Waran, N., Randle, H., Preshaw, L. et al. 2019. Through their eyes: the challenge of assessing equine emotional state. Journal of Veterinary Behavior 29, 151. (13th International Society of Equitation Science (ISES) Conference Abstract)

Animal welfare assessment has traditionally relied on measures of physical health and changes in behavior and physiology related to negative emotional states such as pain and stress. However, it is now widely accepted that good welfare is not simply the absence of disease or negative experiences, but also the presence of positive experiences such as pleasure. The development of an ‘Equine Quality of Life’ (EQoL) framework is essential for providing horse owners, riders and practitioners with an evidence-based instrument for assessing the overall life experience of horses.
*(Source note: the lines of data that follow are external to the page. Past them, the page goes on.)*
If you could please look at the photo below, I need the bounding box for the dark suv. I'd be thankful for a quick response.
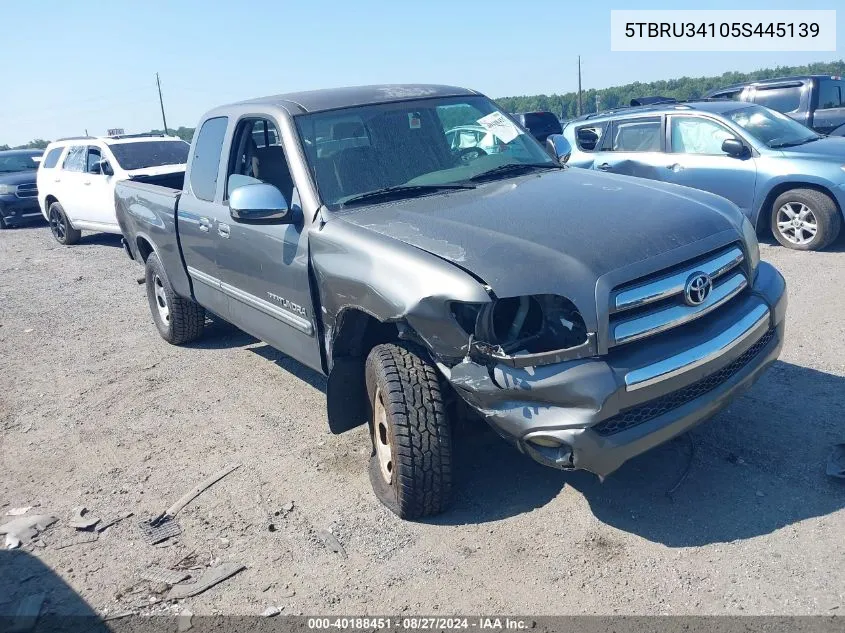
[0,149,43,229]
[704,75,845,136]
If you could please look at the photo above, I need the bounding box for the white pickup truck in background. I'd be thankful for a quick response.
[37,134,190,245]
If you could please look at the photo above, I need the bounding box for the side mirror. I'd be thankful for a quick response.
[546,134,572,164]
[722,138,748,158]
[229,182,292,224]
[88,159,114,176]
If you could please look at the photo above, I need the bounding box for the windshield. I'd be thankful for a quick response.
[727,106,821,149]
[0,152,41,174]
[296,96,557,209]
[109,141,191,171]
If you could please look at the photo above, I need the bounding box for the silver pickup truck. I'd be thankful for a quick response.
[115,85,786,518]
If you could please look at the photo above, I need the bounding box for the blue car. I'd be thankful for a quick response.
[548,101,845,250]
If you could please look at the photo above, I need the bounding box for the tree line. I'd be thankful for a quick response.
[0,59,845,150]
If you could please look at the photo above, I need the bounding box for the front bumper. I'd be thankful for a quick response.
[0,195,41,225]
[440,262,787,477]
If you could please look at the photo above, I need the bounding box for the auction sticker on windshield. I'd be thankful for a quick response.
[478,112,521,143]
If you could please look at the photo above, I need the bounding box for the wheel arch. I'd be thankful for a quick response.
[754,180,845,235]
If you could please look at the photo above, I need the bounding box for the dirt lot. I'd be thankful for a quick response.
[0,220,845,615]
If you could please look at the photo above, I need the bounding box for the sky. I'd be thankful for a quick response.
[0,0,845,145]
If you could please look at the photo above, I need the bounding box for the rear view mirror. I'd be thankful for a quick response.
[546,134,572,164]
[229,182,292,224]
[722,138,748,158]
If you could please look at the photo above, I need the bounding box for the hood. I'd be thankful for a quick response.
[0,169,38,185]
[780,136,845,163]
[338,168,741,303]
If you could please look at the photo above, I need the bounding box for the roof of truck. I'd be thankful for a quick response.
[232,84,478,114]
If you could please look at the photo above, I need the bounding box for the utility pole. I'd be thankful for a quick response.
[578,55,583,116]
[156,73,167,136]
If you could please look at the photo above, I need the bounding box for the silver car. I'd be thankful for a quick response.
[549,101,845,250]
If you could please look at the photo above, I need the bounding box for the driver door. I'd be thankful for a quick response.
[81,145,117,225]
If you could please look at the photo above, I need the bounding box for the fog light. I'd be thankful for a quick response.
[528,435,563,448]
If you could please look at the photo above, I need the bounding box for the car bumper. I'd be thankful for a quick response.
[440,262,787,477]
[0,196,41,225]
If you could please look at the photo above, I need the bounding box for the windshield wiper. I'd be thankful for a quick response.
[468,163,563,181]
[340,184,475,208]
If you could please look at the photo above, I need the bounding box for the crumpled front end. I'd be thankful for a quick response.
[439,256,786,477]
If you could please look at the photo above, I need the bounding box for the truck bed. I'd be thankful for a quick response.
[114,173,192,297]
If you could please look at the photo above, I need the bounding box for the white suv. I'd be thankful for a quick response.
[37,134,190,245]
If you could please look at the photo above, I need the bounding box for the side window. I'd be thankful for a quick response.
[62,145,85,171]
[610,117,660,152]
[670,116,736,155]
[819,79,845,110]
[754,86,801,112]
[191,116,229,201]
[575,121,608,152]
[41,147,64,169]
[85,146,102,174]
[226,119,293,204]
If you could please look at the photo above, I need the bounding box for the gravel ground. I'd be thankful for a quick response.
[0,220,845,615]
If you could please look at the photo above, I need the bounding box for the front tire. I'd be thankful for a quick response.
[771,189,842,251]
[145,253,205,345]
[365,343,452,519]
[47,202,82,246]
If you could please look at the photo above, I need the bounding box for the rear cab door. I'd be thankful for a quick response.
[593,114,666,180]
[176,116,229,319]
[663,113,757,217]
[216,112,322,371]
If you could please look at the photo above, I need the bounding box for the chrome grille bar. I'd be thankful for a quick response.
[611,268,748,345]
[612,246,743,312]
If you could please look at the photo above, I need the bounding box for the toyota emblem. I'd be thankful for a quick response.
[684,272,713,306]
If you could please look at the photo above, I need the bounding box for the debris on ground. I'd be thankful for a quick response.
[176,609,194,633]
[317,530,346,558]
[5,593,47,633]
[67,506,100,530]
[0,514,57,549]
[167,563,246,600]
[158,464,241,517]
[139,567,191,585]
[97,512,132,532]
[827,444,845,479]
[138,516,182,545]
[53,532,100,549]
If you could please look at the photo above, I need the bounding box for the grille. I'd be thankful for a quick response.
[15,182,38,198]
[593,330,775,437]
[608,244,748,347]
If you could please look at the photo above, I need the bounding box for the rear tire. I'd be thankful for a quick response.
[145,253,205,345]
[365,343,452,519]
[770,189,842,251]
[47,202,82,246]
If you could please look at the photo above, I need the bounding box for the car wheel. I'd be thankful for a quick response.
[47,202,82,246]
[365,343,452,519]
[771,189,842,251]
[145,253,205,345]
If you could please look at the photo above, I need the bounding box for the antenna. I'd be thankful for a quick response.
[156,73,167,136]
[578,55,581,116]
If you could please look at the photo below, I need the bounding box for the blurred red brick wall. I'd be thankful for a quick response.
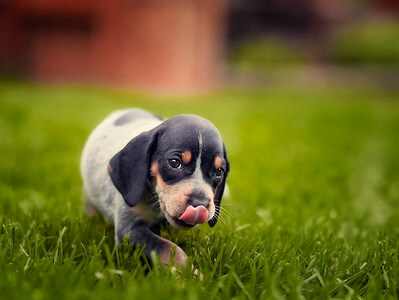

It is therefore necessary to be able to appraise both the physical and mental well-being of a horse in relation to situations and events that it experiences during its working lifetime. To date the emotional significance of the animal’s response has been overlooked. A seemingly objective physiological measures, heart rate, has have been found to reflect arousal level rather than emotional valence, and furthermore behavioral signs do not always reflect physiological responses. However, assessment of motivation to approach or avoid as in indicator of positive/negative response, as well as fear- and aggression responses may be better behavioral indicators of emotional state. Methods used in non-equid species such as cognitive bias testing have yet to be used successfully in horses. The characterization of equine emotional response in terms of arousal level and valence, using validated equine-based indicators can lead to the development of an Equine Quality of Life (EQoL) framework against which the impact of different situations and experiences on horses during their lives.